Mulai dari selfie, update instagram, chatting-an, dan kegiatan virtual lainnya. Entah hanya sekadar update atau sebagai sarana untuk panjat sosial. Panjat sosial sendiri merupakan penyakit psikis bagi mereka yang gila kedudukan di media sosial. kebanyakan dari mereka, rela mengorbankan segalanya, hanya demi meningkatkan status sosialnya.
Terlepas dari segala fenomena nongkrong yang terjadi di filosofi kopi, satu hal yang patut diapresiasi adalah kesuksesan branding yang berhasil dibangun dan menjadi daya tarik tersendiri.

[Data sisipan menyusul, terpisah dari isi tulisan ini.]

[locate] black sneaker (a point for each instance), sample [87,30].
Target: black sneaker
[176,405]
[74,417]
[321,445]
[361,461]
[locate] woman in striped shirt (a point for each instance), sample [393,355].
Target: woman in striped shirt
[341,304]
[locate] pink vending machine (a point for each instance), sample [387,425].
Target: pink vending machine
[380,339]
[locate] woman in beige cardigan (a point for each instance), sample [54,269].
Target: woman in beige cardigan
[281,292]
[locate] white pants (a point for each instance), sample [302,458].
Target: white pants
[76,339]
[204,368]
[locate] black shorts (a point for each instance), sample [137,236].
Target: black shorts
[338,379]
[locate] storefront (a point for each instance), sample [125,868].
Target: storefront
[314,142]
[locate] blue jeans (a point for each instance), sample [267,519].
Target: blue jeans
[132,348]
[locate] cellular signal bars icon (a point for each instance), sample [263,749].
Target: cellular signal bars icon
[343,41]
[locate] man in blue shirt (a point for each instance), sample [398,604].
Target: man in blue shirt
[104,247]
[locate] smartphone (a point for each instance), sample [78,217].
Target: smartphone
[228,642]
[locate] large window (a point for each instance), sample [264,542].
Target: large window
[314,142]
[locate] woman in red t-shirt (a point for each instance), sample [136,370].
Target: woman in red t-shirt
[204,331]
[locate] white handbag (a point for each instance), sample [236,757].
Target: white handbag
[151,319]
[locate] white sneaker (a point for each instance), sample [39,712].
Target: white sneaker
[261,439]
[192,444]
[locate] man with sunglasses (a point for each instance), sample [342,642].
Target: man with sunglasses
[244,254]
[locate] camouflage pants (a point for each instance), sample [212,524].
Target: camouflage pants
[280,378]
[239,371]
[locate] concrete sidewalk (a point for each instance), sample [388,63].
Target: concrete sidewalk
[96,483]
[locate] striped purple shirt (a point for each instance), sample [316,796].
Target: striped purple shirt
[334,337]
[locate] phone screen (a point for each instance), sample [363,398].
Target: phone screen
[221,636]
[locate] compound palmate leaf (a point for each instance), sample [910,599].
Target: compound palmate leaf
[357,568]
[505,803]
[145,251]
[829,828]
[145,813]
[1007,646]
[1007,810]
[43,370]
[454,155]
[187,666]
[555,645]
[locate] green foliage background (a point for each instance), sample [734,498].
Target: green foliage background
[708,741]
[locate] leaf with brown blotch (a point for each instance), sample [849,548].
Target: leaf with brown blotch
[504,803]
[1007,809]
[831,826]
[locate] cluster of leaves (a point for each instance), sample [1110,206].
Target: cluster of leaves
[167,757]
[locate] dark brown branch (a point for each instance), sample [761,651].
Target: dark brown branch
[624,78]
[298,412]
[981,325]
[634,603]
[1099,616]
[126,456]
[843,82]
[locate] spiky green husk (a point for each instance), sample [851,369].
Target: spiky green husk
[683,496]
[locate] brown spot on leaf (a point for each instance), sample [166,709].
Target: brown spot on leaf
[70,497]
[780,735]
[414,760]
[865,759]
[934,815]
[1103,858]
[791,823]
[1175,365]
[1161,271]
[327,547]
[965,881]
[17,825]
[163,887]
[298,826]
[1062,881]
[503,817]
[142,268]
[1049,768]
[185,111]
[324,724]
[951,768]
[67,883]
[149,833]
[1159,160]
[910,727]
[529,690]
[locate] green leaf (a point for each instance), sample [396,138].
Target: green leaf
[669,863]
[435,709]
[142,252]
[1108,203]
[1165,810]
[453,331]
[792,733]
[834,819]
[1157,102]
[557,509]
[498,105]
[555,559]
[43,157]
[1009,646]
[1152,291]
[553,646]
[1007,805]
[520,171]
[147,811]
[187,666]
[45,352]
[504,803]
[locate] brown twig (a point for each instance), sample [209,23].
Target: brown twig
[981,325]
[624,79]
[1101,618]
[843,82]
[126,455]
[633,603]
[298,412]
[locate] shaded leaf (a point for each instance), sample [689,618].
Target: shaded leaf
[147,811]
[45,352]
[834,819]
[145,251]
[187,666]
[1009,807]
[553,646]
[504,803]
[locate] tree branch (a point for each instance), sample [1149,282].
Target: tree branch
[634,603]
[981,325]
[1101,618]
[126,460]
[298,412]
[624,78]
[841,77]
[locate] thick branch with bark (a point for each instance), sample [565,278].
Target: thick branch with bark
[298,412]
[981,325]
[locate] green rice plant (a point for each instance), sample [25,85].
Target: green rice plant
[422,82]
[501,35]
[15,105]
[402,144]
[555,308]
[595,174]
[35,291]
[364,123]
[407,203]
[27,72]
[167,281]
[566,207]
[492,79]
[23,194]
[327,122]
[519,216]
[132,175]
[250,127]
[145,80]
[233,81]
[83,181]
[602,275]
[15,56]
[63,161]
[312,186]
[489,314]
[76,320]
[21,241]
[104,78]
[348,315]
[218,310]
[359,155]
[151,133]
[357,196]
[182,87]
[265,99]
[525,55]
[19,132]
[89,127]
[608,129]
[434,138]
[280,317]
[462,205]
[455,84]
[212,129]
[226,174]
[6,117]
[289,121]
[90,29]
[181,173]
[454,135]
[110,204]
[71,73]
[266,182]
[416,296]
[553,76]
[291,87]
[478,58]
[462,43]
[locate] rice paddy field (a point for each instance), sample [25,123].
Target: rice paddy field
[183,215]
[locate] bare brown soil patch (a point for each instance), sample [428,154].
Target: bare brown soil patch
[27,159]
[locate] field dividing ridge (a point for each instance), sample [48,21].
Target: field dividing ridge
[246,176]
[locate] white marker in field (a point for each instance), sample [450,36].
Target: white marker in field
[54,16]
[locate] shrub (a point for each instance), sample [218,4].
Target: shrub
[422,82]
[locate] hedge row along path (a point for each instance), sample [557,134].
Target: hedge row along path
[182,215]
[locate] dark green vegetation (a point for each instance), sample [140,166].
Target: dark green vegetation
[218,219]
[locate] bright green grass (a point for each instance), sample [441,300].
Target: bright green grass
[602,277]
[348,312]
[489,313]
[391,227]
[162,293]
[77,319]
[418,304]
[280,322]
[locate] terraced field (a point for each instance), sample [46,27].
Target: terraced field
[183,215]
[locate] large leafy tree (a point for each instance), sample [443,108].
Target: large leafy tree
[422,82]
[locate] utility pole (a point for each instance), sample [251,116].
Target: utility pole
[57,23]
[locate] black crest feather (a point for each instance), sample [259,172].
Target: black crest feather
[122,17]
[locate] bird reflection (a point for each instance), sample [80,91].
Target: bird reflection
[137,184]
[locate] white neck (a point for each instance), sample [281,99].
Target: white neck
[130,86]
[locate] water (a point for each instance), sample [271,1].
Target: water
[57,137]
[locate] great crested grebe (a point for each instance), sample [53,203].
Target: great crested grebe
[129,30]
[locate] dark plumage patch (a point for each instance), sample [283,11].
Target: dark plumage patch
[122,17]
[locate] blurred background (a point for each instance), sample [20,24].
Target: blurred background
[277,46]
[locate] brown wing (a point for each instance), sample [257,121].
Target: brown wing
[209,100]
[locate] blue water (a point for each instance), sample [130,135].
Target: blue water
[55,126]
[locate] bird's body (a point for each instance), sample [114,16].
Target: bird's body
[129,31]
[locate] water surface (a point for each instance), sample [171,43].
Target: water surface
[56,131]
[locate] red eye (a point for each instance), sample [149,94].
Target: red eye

Mulai dari mematahkan standar logo yang dikenal kaku menjadi lebih santai dan bermain-main, penjualan merchandise yang unik dan khas, hingga merangkul seniman visual lokal untuk meningkatkan prestige filosofi kopi. Salah satunya ialah Farid Stevy Asta, yang merancang logo sedemikian rupa, untuk memberikan kesan sederhana dan bersahabat. hal ini memancing pengunjung yang tak hanya dari yogyakarta, bahkan dari luar yogyakarta-pun rela mengorbankan waktunya hanya untuk merasakan sensasi ngopi di filosofi kopi.
Kesimpulan
Nongkrong di jaman millenial seperti sekarang ini sudah mengalami pergeseran makna. Bukan hanya sekadar berkumpul dan mengobrol dengan teman-teman, melainkan juga untuk membangun eksistensi dalam lingkup pegaulan di dunia maya, dimana generasi milenial bersliweran di tempat nongkrong yang mewah untuk selfie, update, hingga sekadar untuk berfoto. Hal ini, menunjukan seolah-olah pengunjung disana merupakan kelompok masyarakat yang sepi dalam keramain.